二つに折れた線香
「ありがとうございます」「本当にすみませんでした」「そんなこと言わないでください」ーー表面上を取り繕うようないろんな言葉は即座に浮かんだが、柊奈乃は何も言うことができずにその場で立ち尽くしていた。
自分の今の心を正確に伝えるべき言葉が浮かばない。感謝の気持ちも謝罪の思いも、罪の意識も、それから言いようのない悲しみも、全てがごちゃまぜに合わさって柊奈乃の心の中にあった。
(樹くんは死んだんだ)
その事実と重みが改めて突きつけられる。一人の幼い命が無くなる。しかも唐突にだ。それが遺された家族にどれだけの痛みと喪失をもたらしたのか、樹の母親の痩せこけた顔が物語っていた。あるいは夫と別れたのもそのせいかもしれない。
(私は樹くんが死ぬ瞬間を見ていた。……だけど)
死ぬとはどういうことか本当のところで理解していなかった、ということにはたと気がつく。逃げていたからだ。死という事実から目を逸らし、無かったものとして記憶の奥底にしまいこんでしまっていたから。
「……ごめんなさい」
口をついて出た謝罪の言葉は目の前の石塚結に向けられたものではない。石塚樹に対して長い年月を経てようやく手向けられた言葉だった。
「だからいいんです。先生、どうかあの子の顔を見てやってください。奥にあの子がいますから」
手で示された方へと滲んだ視界のままに体を向けると、柱の陰に仏壇が置かれていた。
「さあ、ママのこと、ここで待っててね。ママは大事な用事を済ませないといけないから」
柊奈乃は感謝の気持ちを込めて石塚結に頭を下げた。遺影の写真を見てしまえば、あの子が樹であることがすぐにわかってしまう。
「紬希、ちょっと待っててね」
「うん、つむぎひとりでまってる」
紬希に微笑みかけると、柊奈乃は部屋の奥へと進んでいった。開け放たれた窓から心地いい風が吹き込み、レースのカーテンを揺らしていた。カーテン越しにはさきほど見た赤い自転車の姿が見える。

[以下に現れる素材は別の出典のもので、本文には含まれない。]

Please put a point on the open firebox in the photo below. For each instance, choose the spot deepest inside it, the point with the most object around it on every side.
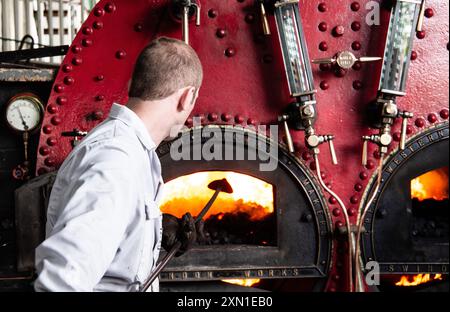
(408, 226)
(274, 226)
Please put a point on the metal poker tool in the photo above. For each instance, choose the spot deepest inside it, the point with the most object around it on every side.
(218, 186)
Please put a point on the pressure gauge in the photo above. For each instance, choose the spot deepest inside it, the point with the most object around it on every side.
(24, 112)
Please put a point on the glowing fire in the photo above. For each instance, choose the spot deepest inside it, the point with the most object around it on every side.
(242, 282)
(191, 193)
(419, 279)
(431, 185)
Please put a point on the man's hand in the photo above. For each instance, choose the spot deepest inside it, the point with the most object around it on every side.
(182, 230)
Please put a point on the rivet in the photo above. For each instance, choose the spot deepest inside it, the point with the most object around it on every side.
(52, 141)
(50, 162)
(354, 199)
(42, 171)
(336, 212)
(52, 109)
(370, 164)
(226, 117)
(221, 33)
(306, 156)
(250, 18)
(323, 26)
(325, 67)
(357, 85)
(99, 12)
(322, 7)
(98, 115)
(340, 72)
(69, 80)
(67, 68)
(355, 6)
(420, 34)
(138, 27)
(432, 118)
(76, 49)
(239, 119)
(356, 45)
(429, 13)
(47, 129)
(409, 129)
(420, 122)
(352, 212)
(44, 151)
(324, 85)
(376, 154)
(56, 120)
(230, 52)
(323, 46)
(212, 13)
(110, 7)
(363, 175)
(267, 58)
(59, 88)
(356, 26)
(97, 25)
(357, 66)
(121, 54)
(87, 31)
(338, 31)
(213, 117)
(87, 43)
(77, 61)
(61, 100)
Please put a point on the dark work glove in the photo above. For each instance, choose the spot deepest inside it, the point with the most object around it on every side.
(182, 230)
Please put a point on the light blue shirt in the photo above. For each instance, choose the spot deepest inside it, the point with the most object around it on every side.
(104, 225)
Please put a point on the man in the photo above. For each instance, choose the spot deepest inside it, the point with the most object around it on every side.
(103, 221)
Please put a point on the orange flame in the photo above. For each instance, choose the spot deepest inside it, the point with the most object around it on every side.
(242, 282)
(191, 193)
(419, 279)
(431, 185)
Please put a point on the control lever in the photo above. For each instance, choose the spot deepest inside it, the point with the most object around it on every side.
(284, 119)
(346, 59)
(421, 16)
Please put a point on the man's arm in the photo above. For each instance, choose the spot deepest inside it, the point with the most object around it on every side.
(92, 225)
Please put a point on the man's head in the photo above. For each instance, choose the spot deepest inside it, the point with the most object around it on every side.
(168, 73)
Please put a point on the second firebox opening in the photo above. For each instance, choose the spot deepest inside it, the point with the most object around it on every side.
(245, 217)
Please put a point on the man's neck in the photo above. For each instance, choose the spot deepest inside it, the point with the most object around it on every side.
(155, 120)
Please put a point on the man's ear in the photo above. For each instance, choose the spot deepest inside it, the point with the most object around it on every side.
(187, 99)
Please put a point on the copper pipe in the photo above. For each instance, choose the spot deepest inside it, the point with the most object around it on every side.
(347, 221)
(361, 223)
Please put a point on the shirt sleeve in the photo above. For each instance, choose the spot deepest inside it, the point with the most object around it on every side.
(93, 223)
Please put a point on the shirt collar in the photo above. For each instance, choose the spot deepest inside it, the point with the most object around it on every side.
(127, 116)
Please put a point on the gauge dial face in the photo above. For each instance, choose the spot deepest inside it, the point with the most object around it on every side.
(24, 113)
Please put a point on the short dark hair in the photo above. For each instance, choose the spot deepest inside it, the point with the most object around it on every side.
(165, 66)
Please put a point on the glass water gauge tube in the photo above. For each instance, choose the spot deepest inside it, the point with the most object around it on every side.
(294, 49)
(404, 21)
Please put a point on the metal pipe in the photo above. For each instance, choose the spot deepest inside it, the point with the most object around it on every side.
(347, 221)
(358, 283)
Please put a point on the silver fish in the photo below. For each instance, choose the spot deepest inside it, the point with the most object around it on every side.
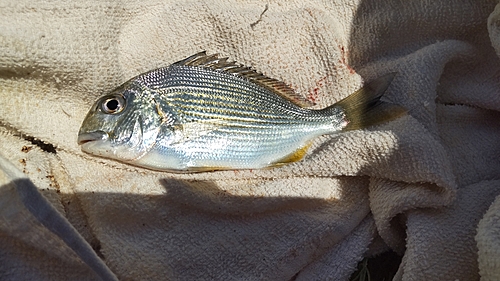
(205, 113)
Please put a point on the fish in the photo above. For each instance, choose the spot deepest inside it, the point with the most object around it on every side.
(206, 113)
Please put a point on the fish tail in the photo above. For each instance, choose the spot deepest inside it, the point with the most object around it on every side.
(364, 108)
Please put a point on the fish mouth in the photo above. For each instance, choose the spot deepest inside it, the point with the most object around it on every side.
(84, 138)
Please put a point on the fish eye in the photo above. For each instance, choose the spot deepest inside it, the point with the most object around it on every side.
(112, 105)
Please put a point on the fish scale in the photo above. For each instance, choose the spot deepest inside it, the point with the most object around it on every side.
(204, 113)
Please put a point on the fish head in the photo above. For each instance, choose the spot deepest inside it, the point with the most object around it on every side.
(121, 125)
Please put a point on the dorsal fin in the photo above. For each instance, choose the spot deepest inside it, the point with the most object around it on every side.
(201, 59)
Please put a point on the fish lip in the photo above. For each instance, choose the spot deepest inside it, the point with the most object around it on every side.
(84, 138)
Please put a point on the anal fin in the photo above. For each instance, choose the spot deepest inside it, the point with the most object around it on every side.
(295, 156)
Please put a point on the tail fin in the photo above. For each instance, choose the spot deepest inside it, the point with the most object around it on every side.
(364, 107)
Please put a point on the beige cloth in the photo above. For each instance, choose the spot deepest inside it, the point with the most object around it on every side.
(421, 183)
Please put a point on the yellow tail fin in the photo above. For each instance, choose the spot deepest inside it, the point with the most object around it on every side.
(364, 107)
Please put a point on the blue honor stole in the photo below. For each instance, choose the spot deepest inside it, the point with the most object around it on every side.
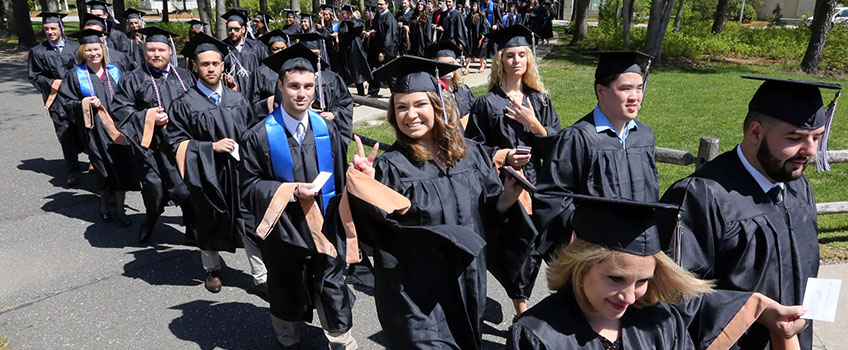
(281, 161)
(85, 83)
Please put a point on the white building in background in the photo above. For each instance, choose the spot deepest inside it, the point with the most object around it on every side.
(173, 5)
(788, 8)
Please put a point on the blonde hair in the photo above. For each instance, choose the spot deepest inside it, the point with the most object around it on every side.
(670, 284)
(81, 54)
(530, 78)
(448, 138)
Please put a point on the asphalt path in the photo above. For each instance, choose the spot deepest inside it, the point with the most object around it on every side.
(68, 280)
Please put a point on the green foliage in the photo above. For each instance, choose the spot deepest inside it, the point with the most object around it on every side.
(696, 42)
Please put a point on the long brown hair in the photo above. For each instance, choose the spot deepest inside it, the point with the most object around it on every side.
(448, 138)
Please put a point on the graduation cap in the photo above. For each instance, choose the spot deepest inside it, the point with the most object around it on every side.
(97, 5)
(416, 74)
(133, 13)
(195, 22)
(235, 15)
(157, 35)
(620, 224)
(617, 62)
(514, 36)
(92, 19)
(274, 36)
(797, 102)
(296, 56)
(88, 36)
(444, 48)
(313, 41)
(52, 17)
(202, 42)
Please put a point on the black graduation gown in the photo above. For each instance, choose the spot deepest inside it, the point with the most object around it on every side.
(296, 271)
(211, 177)
(420, 35)
(733, 233)
(136, 94)
(557, 322)
(44, 65)
(586, 162)
(489, 126)
(355, 68)
(250, 58)
(476, 32)
(430, 270)
(114, 163)
(385, 39)
(454, 30)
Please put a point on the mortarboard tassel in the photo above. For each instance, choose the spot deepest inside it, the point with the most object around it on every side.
(822, 163)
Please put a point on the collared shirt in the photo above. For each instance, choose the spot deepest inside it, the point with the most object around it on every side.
(602, 124)
(765, 184)
(58, 47)
(208, 93)
(291, 123)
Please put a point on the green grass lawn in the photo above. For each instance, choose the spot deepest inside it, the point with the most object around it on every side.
(681, 105)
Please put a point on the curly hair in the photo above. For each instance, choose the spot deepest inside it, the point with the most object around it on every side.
(448, 137)
(530, 79)
(670, 284)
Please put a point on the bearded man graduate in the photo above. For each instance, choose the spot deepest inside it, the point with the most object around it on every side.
(140, 103)
(47, 64)
(749, 215)
(283, 209)
(204, 125)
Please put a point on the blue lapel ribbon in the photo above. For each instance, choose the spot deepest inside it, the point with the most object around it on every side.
(82, 76)
(281, 160)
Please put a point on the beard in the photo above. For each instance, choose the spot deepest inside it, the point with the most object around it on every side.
(159, 64)
(775, 168)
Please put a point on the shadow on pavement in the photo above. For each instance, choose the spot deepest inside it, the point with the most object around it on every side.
(234, 325)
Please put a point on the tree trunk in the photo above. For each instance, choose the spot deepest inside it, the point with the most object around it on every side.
(165, 18)
(26, 36)
(677, 17)
(221, 26)
(9, 10)
(720, 15)
(581, 21)
(627, 14)
(205, 11)
(818, 35)
(657, 26)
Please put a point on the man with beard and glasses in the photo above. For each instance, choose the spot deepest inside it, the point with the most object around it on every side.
(749, 216)
(140, 103)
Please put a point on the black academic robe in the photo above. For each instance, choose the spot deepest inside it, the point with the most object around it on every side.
(211, 177)
(586, 162)
(476, 33)
(489, 125)
(250, 58)
(430, 268)
(420, 35)
(454, 30)
(734, 234)
(114, 163)
(296, 271)
(44, 65)
(385, 39)
(355, 68)
(403, 17)
(117, 40)
(557, 322)
(161, 180)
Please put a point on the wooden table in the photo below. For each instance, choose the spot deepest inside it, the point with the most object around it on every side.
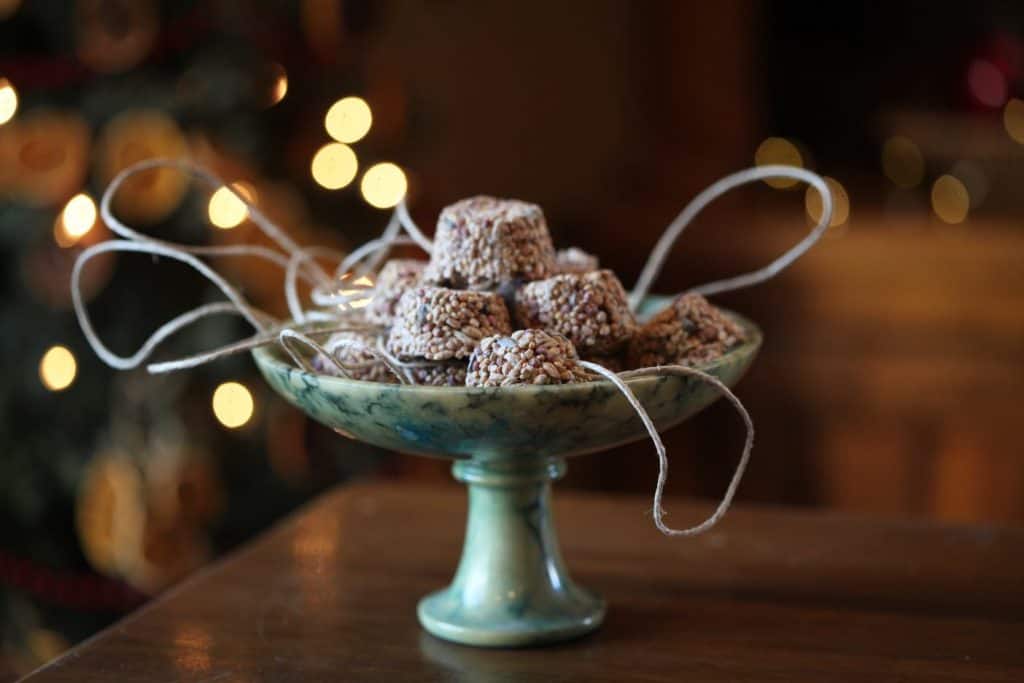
(770, 595)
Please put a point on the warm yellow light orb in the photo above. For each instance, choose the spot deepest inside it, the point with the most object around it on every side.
(348, 120)
(950, 201)
(232, 404)
(1013, 119)
(383, 185)
(841, 203)
(778, 151)
(79, 215)
(280, 87)
(8, 101)
(902, 162)
(334, 166)
(57, 369)
(226, 210)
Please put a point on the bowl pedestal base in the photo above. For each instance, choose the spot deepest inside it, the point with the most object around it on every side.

(樹くんのお母さんは、ここから庭の様子を見てたのかな?)
柱の裏に回り込めば大きな仏壇があった。まだ新しい花が活けられ、きっと樹が好きだったであろうスナック菓子やチョコなどのお菓子が供えられていた。中央には赤い野球帽子を被り、ポーズを決めた小さな男の子の写真が鎮座している。
樹と目が合う。これ以上ないくらいの満面の笑みだった。柊奈乃は右手で胸を押さえた。懐かしさや申し訳なさ、温かさに哀しさ、いろんな感情が込み上げてくるのと同時に樹との記憶が次々と蘇ってくる。
怒ったり、泣いたりするときもあったけどいつも笑顔を見せてくれた子だった。クラスには最後まで馴染めなかったけど、柊奈乃が話しかけるとはつらつとした笑顔に変わった。一緒にマリーの絵を描いて、たくさんおしゃべりもしてくれた。
(同じだったんだね。絵という共通点を通して誰かとつながる。本当はそれがもっともっと続いていくはずだったのに)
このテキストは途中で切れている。